States like California have implemented new lockdown measures and stay-at-home orders to contain the outbreak.
Meanwhile, Congress is trying to hammer out details on another relief package. A deal has remained elusive for months.
Lawmakers are rushing to avoid a benefits cliff that looms at year's end, at which time jobless benefits will expire for millions of workers and federal eviction protections lapse.
Job growth last month slowed to its lowest level since May. There are about 4.2 million more unemployed workers than job openings, according to an analysis of federal data issued Wednesday.
Unemployment benefits generally replace half of a worker's lost wages. However, some workers get much less of a wage replacement due to weekly caps on aid amounts, which vary widely among states. Six states — Alabama, Arizona, Florida, Louisiana, Mississippi and Tennessee — cap their unemployment benefits at a level below the country's $7.25 hourly minimum wage.
Roughly 19 million Americans were collecting unemployment benefits at the end of November.
Multiple layoffs
Evidence suggests most new applications for unemployment benefits are coming from workers who have been laid off multiple times during the Covid pandemic.
Such claims accounted for 80% of all initial claims in California during the last week in October, according to a recent analysis published by the California Policy Lab. The U.S. Labor Department doesn't report such figures for the whole country.
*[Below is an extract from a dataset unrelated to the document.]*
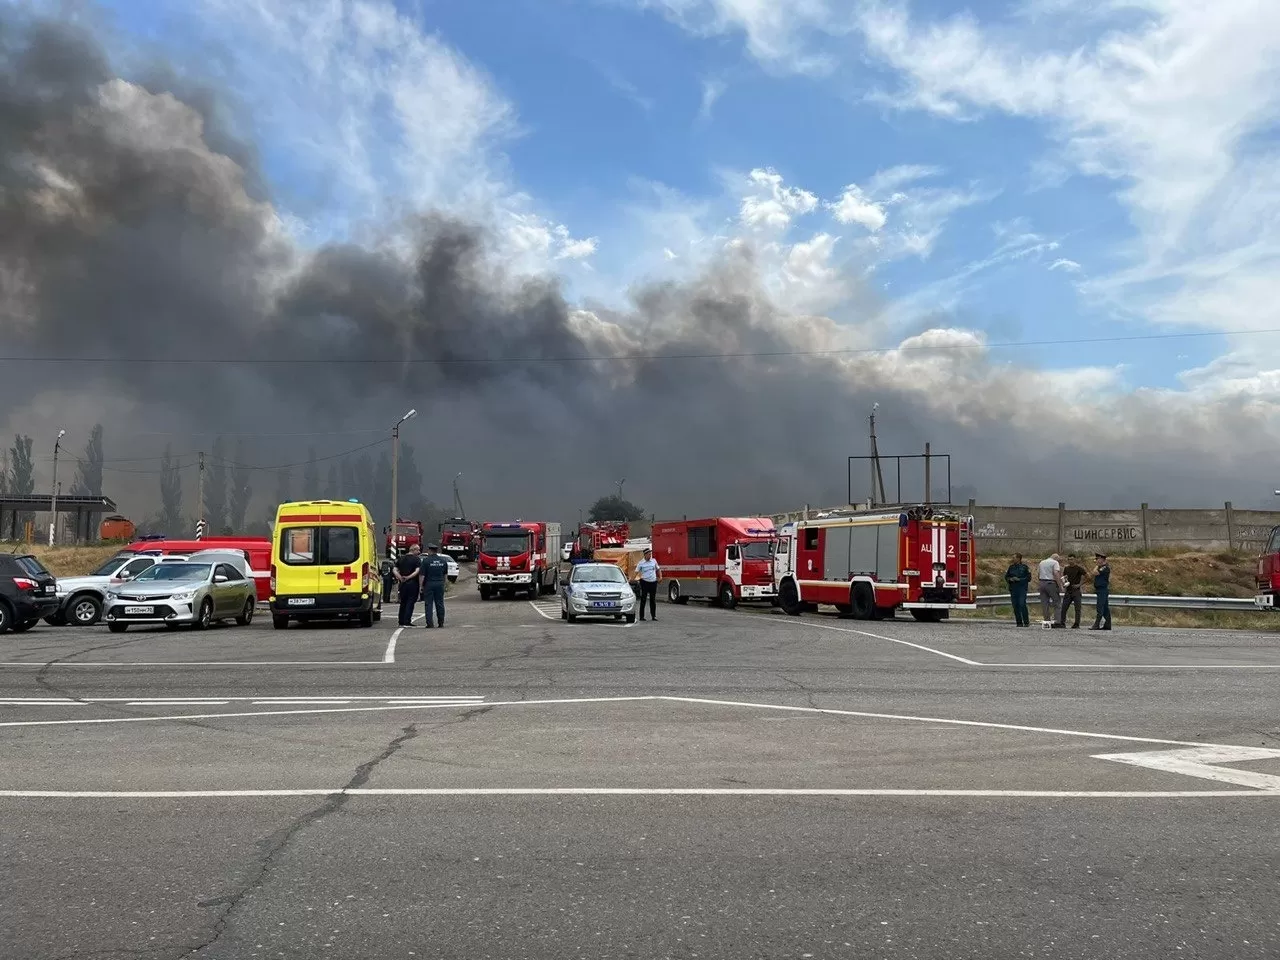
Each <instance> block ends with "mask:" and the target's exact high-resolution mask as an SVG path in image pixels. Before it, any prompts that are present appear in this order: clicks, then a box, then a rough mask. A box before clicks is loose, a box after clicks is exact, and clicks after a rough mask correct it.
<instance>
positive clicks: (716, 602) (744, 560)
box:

"It's hard to know if these folks are applying for a second (or even third) time, but it's very likely," Eliza Forsythe, an assistant professor and labor economist at the University of Illinois, said of nationwide claims data.
Workers who re-enter the unemployment system essentially pick up where they left off, meaning they have fewer weeks of assistance available.
Repeat claims make it difficult to determine who may soon exhaust benefits, Forsythe said.
While the high level of unemployment claims is concerning, the extent to which Thanksgiving influenced last week's spike is unclear, she said. Workers who would have otherwise filed during the holiday week may have been pushed to the following week.
"I'd like to see another week of data before feeling comfortable saying that claims are rising," she said.